The imaging tests were negative, but Elizabeth Whalen knew something was wrong.

Having survived pancreatic cancer and breast cancer, the Cape May Court House resident was certain the pains she was experiencing represented more than indigestion, a pulled muscle, or some other minor complaint.

Still, the physicians at the urgent care center, her local hospital, and an academic medical center had not found anything amiss, nor had the computed tomography (CT) or magnetic resonance imaging (MRI) scans that those doctors ordered found signs of recurrent cancer.

Then came what, in retrospect, proved to be her lucky break – literally.

Elizabeth Whalen, three-time cancer survivor and patient at RCCA’s Hope Community Cancer Center

“I went to get out of the car, and I stepped on a stick, and I just twisted a little bit, but that twisting caused me to fracture a rib,” Ms. Whalen explains. Breaking a bone in such an unusual manner prompted her insurer to finally approve the positron emission tomography (PET) scan that it had refused to cover during earlier investigations of Ms. Whalen’s pain. The sophisticated imaging study revealed the bone had broken because it had been invaded and weakened by cancer cells – metastases from her breast cancer, which had returned and spread.

“All of the CT scans and MRIs they had done previously were just a few centimeters away from showing one of the tumors,” says Ms. Whalen.

The PET scan findings and resultant diagnosis of Stage 4 metastatic breast cancer came in 2022, just seven years after Ms. Whalen had undergone extensive surgery to treat her pancreatic cancer and four years after she had a mastectomy and subsequent treatment for her Stage 2 breast cancer.

Facing Cancer for the Third Time

So, what do you do when you’ve been diagnosed with cancer for the third time in seven years?

Well, if you’re an action-oriented, solutions-focused, tough-minded, life-loving woman from South Jersey, you get an exercise bike, pick a fight song, and make a plan.

Ms. Whalen explains, “The first thing I did after this last diagnosis was buy a Peloton and sign up for a 150-mile ride on the Peloton to support St. Jude’s Children’s Research Hospital. Unfortunately, I was only able to do 100 miles because I was on chemo, but I was still able to raise some money for St. Jude’s, which was important to me.” She adds that Carrie Underwood’s “Something in the Water” was one of the “fight songs” that kept her going on the bike and on her cancer journey.

“You have to have faith, and you also have to turn to family and friends. There are dark days, very dark days, and the nights can be even worse because you lay in bed and it’s quiet, and you don’t want your family to know how scared you are, and that’s when it comes crashing in,” Ms. Whalen says. She adds that while those feelings are natural, “You have to try to get that doubt, that negativity, out, and you have to try to have that positive attitude, that faith, that you’re going to be OK. You have to know it inside and out, and then you just have to make a plan and work it.”

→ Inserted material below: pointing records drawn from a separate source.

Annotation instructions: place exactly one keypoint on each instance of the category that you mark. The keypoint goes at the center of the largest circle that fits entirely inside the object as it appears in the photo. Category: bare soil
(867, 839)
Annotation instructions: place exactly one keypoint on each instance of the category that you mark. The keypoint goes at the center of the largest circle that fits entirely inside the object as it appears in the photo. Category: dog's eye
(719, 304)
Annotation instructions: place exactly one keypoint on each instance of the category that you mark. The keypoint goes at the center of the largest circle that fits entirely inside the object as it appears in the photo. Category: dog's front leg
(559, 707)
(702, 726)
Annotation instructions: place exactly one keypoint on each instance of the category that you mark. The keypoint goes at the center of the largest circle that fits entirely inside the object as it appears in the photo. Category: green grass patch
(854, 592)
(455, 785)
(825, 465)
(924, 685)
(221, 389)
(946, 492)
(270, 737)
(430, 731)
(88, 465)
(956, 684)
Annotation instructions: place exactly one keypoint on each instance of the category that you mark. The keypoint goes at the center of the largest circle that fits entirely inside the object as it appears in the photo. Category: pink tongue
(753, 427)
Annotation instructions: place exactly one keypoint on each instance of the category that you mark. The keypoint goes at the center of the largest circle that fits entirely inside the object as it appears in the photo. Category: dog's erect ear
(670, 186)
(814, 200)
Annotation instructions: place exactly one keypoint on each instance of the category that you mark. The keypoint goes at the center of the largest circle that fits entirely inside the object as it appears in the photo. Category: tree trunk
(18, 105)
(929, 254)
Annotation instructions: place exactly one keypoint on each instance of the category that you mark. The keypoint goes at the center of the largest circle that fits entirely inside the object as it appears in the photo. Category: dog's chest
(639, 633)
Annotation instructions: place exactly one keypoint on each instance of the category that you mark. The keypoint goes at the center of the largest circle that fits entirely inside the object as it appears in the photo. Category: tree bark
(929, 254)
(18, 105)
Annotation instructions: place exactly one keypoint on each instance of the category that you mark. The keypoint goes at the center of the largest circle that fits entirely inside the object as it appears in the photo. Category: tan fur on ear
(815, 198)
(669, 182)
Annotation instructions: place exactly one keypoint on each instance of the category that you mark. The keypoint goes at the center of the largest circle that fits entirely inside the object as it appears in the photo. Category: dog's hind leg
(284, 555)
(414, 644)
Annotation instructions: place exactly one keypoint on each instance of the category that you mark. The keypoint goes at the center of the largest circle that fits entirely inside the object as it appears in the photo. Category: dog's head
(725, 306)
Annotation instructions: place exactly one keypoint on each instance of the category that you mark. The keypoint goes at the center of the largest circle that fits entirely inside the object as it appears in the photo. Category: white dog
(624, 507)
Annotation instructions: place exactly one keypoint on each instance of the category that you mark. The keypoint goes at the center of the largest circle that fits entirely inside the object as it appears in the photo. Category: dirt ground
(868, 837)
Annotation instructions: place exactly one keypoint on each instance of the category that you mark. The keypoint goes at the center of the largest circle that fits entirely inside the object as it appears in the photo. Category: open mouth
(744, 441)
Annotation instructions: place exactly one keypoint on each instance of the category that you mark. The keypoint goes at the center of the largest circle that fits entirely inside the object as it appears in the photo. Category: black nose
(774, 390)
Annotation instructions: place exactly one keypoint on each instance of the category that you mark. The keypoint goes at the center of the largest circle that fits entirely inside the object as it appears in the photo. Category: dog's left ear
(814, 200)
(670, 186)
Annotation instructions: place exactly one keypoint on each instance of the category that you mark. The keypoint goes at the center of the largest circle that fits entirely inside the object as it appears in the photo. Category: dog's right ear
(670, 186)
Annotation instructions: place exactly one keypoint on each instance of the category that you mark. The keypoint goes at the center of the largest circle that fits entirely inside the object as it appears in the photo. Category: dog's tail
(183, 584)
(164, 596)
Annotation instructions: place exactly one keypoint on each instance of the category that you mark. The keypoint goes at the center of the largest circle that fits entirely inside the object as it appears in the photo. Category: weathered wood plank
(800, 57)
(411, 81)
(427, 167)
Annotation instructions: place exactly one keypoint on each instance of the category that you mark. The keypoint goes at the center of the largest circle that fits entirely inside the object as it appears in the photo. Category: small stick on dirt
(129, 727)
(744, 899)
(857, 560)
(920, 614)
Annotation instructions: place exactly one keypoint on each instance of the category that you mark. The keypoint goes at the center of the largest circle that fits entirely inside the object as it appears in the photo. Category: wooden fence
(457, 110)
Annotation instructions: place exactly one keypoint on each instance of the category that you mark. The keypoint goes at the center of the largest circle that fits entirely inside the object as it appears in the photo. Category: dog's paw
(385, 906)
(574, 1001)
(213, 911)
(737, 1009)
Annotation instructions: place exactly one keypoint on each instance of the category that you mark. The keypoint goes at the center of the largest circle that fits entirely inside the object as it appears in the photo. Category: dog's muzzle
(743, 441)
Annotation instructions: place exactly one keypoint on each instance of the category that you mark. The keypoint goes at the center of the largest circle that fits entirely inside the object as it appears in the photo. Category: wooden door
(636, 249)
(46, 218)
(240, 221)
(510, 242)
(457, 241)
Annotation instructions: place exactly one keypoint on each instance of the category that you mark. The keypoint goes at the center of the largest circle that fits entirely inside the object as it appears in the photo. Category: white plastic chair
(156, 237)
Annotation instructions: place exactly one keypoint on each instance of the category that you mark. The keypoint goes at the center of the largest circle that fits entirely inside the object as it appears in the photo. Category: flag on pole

Making a plan and seeing it through to fruition is nothing new for Ms. Whalen, who serves as Vice President of Learning and Development for an international construction consulting firm. A human resources executive by profession, Ms. Whalen was only a few months on the job with her employer in 2007 when she noted that there were “pockets of learning” at company offices all over the world. What was lacking, however, was an overarching structure to make ongoing professional education available to the firm’s engineers, project managers, and other key staffers no matter where they were located. Seeing a need, and an opportunity, Ms. Whalen created a “corporate university” offering a variety of courses designed to enhance the skills of employees in different roles and locations. The initiative has been so successful that the company’s courses have enabled numerous employees to obtain professional certifications from independent accrediting organizations that set rigorous standards for awarding credentials. In April 2025, OnConferences – a global membership organization of corporate executives – honored Ms. Whalen’s achievements by naming her one of the top 10 Learning and Development professionals in the world.

Receiving Treatment at RCCA’s Hope Community Cancer Center

Making a plan for her breast cancer treatment included finding an alternative to traveling to the Philadelphia area to receive care at an academic medical center, as she had done for her pancreatic cancer and initial breast cancer. “There was no way that I was going to be able to do the chemotherapy regimen they wanted me to do and make that trip back and forth each day,” says Ms. Whalen, who grew up in the Cherry Hill area and raised her children there before she and her husband moved to Cape May County – their longtime vacation spot – in 2001.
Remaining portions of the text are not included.